Reduction in greenhouse gas: Cars are a leading cause of global warming. Your feet are zero pollution transportation machines.

More transportation options: Compact neighborhoods tend to have higher population density, which leads to more public transportation options and bicycle infrastructure. Not only is taking the bus cheaper than driving, but riding a bus is ten times safer than driving a car2!

Increased social capital: Walking increases social capital by promoting face-to-face interaction with your neighbors. Studies have shown that for each 10 minutes a person spends in a daily car commute, time spent in community activities falls by 10 percent3.

Stronger local businesses: Dense, walkable neighborhoods provide local businesses with the foot traffic they need to thrive. It's easier for pedestrians to shop at many stores on one trip, since they don't need to drive between destinations.


Mark Goodyear said...

Our town scored a 29. Unwalkable.

Interesting thing about small towns--they aren't very walkable. The life of the town is in concentrated pockets, the houses are on the edges.

On the other hand, it's very bikable.

Anonymous said...

My neighborhood scored a 60. I live in a small town as well (14000 peeps). Funny thing is there are hardly any sidewalks in Siloam Springs, and streets are narrow to boot. Yeah, it's small and we live close to downtown (though there aren't any grocers really nearby).

"5th avenue, new york, ny" is a 95 out of 100.

Al Hsu said...

The Walk Score site also lists the apartment building for the TV show Friends in downtown NYC, and it gets 100 out of 100.

I just thought to run the Walk Scores for my workplace and its previous location. My company used to be in the downtown of my local suburb, and that location gets a score of 88. Its current location in an office park in a neighboring suburb gets a score of 54. And the contrast is quite distinct; at our old location, we were just down the block from the public library, the post office, an independent bookstore and various local mom & pop restaurants and businesses. So it was easy to walk to lunch or get coffee. Now we're a bit of a hike away from any eating establishments, so if we want to go out for lunch, we typically need to drive. And it's a far less aesthetically interesting area - despite a nice park not too far away, the main things in the area are car dealerships.

Dan Benson said...

My neighborhood scored a 66. Which I actually think is low. We live where we live because we can pretty much walk anywhere we need.
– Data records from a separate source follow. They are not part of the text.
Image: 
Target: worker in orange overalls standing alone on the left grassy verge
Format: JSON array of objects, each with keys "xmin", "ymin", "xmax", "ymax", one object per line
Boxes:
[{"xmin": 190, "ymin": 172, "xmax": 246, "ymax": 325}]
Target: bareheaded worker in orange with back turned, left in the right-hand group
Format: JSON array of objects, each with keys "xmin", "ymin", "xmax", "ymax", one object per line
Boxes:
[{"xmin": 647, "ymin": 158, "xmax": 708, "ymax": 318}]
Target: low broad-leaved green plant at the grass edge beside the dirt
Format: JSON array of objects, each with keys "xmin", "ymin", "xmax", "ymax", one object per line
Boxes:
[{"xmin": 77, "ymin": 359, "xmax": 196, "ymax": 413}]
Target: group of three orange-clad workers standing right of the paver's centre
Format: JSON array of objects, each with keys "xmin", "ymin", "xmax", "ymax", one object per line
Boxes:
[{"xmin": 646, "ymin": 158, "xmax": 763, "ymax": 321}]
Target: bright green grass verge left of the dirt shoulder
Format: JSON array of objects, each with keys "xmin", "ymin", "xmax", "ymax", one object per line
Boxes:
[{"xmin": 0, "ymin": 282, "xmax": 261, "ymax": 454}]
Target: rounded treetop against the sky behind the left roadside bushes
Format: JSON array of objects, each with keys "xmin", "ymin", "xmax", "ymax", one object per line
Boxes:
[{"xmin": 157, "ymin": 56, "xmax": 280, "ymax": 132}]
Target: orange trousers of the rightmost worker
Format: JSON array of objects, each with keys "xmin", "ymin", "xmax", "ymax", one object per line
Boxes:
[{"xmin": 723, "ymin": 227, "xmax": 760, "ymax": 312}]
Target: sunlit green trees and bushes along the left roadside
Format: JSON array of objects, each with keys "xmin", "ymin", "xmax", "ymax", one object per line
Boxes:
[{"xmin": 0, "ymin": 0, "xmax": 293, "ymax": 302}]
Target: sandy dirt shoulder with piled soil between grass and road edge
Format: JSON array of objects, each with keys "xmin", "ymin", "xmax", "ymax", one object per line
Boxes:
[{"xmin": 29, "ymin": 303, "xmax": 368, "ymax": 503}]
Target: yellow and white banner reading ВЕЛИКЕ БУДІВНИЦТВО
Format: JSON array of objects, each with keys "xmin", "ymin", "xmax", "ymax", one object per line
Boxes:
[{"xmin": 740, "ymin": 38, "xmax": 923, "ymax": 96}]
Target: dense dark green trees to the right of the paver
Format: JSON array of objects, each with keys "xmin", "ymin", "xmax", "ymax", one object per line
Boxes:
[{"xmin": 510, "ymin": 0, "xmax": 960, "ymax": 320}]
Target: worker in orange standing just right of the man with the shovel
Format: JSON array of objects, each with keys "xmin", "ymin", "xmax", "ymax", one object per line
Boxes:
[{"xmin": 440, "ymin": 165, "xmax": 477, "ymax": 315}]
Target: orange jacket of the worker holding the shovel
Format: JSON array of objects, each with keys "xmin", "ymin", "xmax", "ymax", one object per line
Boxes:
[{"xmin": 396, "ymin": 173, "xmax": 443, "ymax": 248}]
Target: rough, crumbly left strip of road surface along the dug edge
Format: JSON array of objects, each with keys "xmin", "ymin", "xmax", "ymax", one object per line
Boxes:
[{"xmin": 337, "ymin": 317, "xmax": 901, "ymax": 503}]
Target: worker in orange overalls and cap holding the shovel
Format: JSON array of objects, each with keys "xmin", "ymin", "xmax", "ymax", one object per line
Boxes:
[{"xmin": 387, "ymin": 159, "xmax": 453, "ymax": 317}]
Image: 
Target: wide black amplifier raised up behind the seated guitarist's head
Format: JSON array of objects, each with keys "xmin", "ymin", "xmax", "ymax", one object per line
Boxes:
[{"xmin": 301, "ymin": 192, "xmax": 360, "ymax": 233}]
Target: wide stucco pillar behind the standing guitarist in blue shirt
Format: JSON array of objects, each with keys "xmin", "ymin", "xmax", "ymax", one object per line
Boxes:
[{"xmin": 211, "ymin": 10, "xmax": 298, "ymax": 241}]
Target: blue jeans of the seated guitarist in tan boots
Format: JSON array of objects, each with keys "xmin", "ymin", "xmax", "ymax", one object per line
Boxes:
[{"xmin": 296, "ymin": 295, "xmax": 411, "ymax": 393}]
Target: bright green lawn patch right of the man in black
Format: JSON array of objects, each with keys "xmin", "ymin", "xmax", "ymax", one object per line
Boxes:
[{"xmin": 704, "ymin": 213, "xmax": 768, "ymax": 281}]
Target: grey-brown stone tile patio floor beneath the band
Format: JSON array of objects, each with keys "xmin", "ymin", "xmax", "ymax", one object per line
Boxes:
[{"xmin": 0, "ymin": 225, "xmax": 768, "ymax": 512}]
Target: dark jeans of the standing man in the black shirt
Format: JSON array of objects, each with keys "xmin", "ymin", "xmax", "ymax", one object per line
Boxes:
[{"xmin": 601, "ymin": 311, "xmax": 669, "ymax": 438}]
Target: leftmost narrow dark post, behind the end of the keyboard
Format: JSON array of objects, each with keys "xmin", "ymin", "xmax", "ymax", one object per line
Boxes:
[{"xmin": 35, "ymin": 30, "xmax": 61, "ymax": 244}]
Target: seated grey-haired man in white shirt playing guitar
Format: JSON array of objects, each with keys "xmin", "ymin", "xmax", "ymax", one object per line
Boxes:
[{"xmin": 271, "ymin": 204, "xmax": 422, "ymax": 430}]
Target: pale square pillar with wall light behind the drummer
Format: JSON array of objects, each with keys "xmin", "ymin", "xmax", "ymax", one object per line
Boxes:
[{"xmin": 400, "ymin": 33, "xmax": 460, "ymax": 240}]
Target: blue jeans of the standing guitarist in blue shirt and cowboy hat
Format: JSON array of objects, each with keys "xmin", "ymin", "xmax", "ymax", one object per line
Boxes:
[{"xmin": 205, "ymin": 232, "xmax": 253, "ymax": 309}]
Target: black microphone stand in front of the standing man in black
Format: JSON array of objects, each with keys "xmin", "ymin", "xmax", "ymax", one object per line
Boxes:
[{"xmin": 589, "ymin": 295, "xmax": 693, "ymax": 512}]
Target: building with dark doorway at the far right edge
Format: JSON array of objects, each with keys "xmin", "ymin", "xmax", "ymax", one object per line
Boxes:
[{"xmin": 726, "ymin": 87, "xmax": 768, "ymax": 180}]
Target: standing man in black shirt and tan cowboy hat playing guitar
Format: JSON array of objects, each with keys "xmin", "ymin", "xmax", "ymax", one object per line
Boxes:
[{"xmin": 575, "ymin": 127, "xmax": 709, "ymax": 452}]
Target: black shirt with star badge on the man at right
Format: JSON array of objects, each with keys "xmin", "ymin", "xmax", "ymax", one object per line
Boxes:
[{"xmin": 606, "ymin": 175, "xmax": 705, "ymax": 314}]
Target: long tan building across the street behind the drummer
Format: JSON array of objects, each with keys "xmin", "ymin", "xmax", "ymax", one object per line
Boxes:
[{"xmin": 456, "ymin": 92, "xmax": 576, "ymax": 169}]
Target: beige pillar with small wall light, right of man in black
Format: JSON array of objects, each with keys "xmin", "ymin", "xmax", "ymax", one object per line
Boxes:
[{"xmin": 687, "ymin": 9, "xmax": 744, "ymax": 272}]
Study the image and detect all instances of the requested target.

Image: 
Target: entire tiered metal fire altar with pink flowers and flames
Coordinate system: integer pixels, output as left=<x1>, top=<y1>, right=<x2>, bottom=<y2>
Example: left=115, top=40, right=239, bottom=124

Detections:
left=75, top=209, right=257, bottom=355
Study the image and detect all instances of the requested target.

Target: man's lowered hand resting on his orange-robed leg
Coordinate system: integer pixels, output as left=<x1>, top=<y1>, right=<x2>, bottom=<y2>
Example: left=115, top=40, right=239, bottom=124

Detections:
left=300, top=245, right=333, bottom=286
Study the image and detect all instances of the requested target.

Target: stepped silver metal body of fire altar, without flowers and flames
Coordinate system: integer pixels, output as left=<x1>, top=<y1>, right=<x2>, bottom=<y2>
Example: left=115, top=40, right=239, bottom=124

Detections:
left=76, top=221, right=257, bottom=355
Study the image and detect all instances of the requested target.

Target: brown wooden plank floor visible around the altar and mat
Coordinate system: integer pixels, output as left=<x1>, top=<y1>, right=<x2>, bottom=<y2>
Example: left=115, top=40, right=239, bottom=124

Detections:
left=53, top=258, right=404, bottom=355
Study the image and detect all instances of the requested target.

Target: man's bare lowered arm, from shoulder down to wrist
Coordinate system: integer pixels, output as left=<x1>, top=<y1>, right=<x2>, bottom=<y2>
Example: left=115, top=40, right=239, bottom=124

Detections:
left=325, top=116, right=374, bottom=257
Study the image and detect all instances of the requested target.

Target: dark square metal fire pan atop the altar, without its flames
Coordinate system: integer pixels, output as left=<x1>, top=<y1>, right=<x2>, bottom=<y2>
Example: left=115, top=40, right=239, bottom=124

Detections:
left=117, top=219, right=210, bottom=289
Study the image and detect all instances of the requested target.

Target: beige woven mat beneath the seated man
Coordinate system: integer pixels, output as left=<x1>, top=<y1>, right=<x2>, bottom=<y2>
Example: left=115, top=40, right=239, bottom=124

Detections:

By the way. I like your website. Haven't read the book yet, but will.

Unknown said...

My new neighborhood scored a low 38 but it sure beats my hour commute! Interesting ideas for thinking about your living spaces.

Anonymous said...

Hi Al,

I'm so sorry to be off-topic but i couldn't figure any other way to ask you this. I noticed you were reading Mouse Morality recently and was wondering if it was any good, and also if you know of any other similar books on Disney (that doesn't fall into the incomprehensible jargon of media/cultural studies)? Thanks.

Al Hsu said...

Brian - Mouse Morality is definitely an academic text, using cultural studies/rhetorical analysis and such. Quite substantive but fairly accessible, I think, and has some helpful insights. But not for the average person in the pew or for a small group discussion; you need to be a fairly motivated reader, and it helps to have some background in media criticism or communication studies.

Another academic book that I read some years ago is The Magic Kingdom of God, which looked at Disney (and its theme parks in particular) as an alternate secular kingdom. Very good analysis and insights into Disney's appeal as the "happiest place on earth," that they're tapping into humanity's latent spiritual longings for a kingdom of shalom and fulfillment.

A much more popular kind of book is The Gospel According to Disney, by Mark Pinsky. This one is kind of fun and goes through every Disney animated film made, but some of the observations are pretty obvious, not much deeper than typical movie reviews.

Those are the main ones that come to mind. Hope that helps!